Para o analista da XTB, contudo, estas recomendações são “bastante genéricas”. Ainda assim, reconhece que incentivam o Governo a assegurar o “acesso à liquidez pelas empresas, em particular pequenas e médias”, e chama a atenção para o facto de o Executivo necessitar de “fomentar projetos de investimento público e de estimular o investimento privado para promover a recuperação económica”, o que no seu entender, “parecem recomendações muito sensatas, mas que o Governo tem tido dificuldade em implementar”. A solução, de acordo com o mesmo, deveria passar por implementar medidas de incentivo económico focadas em revitalizar as PME, as quais compõem grande parte do tecido empresarial português. “Esses incentivos passariam por benefícios fiscais e facilidade de obtenção de crédito. Nem sempre tais medidas são populares, pois o seu efeito na economia é menos imediato, mas mais duradouro”, acrescenta ao i.
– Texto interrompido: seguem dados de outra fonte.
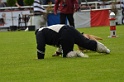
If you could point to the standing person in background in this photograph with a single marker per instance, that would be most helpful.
(19, 3)
(2, 4)
(67, 9)
(39, 14)
(45, 2)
Este é um caminho que, para Pedro Amorim, pode ser considerado perigoso. “O que estamos a presenciar serão os mesmos riscos de estratégia perigosa que a União Europeia adotou na última década, apostando no crescimento e desenvolvimento rápido, mas pouco sustentado. Os valores de crédito concedido no início do ano bateram recordes históricos de sempre, as taxas de juro estavam e estão historicamente negativas, tornando assim a ajuda monetária quase inevitável nesta altura. Já há muito tempo o mercado financeiro criticava esta estratégia política da União Europeia e do BCE”, salienta. E vai mais longe ao considerar que estas recomendações são feitas por “alguém que tem pouca experiência em gestão/administração de políticas públicas”. E dá exemplos. “Todas as recomendações visam um aumento da despesa pública em dezenas de milhares de milhões de euros que já devia ter sido recomendado há dez anos, com visão de longo prazo. Nesta altura do campeonato, as sete recomendações deixadas recentemente fazem lembrar uma carta ao Pai Natal. Só existe uma que se pode fazer que reduz despesa: aumentar a eficiência dos tribunais administrativos e fiscais”. refere ao i.
O analista da Infinox chama ainda a atenção para o facto de os números da queda do investimento não terem precedentes. “Infelizmente, não há dinheiro público nesta altura. As receitas fiscais caíram a pique e necessitamos de uma reforma fiscal que estimule de novo o investimento. Uma medida mais eficaz seria a redução dos impostos para novos investimentos, porque o dinheiro não desaparece, ele circula”, diz, acrescentando ainda que “uma aposta na captação de investimento estrangeiro seria uma boa recomendação”.
Riscos
Apesar de ter elogiado os esforços dos bancos para voltarem a ser rentáveis e a redução do malparado, a Comissão Europeia afirma que a crise da pandemia vai ter impacto na qualidade do crédito. “O enfraquecimento da economia, a crise da covid-19 e o ambiente de baixos juros vão criar desafios para o setor bancário e irão refletir-se na qualidade de crédito dos empréstimos concedidos”, refere Bruxelas.
Este alerta não surpreende os analistas. “Para evitar ou mitigar esse efeito, os bancos têm aumentado a eficiência do setor e reduzido as provisões e imparidades. No entanto, a Comissão Europeia deixa claro que ainda há muito caminho a fazer”, diz André Pires. Também Pedro Amorim acha normal esta chamada de atenção, lembrando que, nos últimos três anos, a mensagem recebida pelos bancos era emprestarem dinheiro para haver liquidez na economia. “Os ativos bancários estão em máximos. Mas as receitas das empresas caíram devido à diminuição das vendas, logo é previsível uma dificuldade no pagamento dos financiamentos bancários. Os registos destas imparidades bancárias levarão a banca nacional e europeia novamente aos prejuízos”, conclui.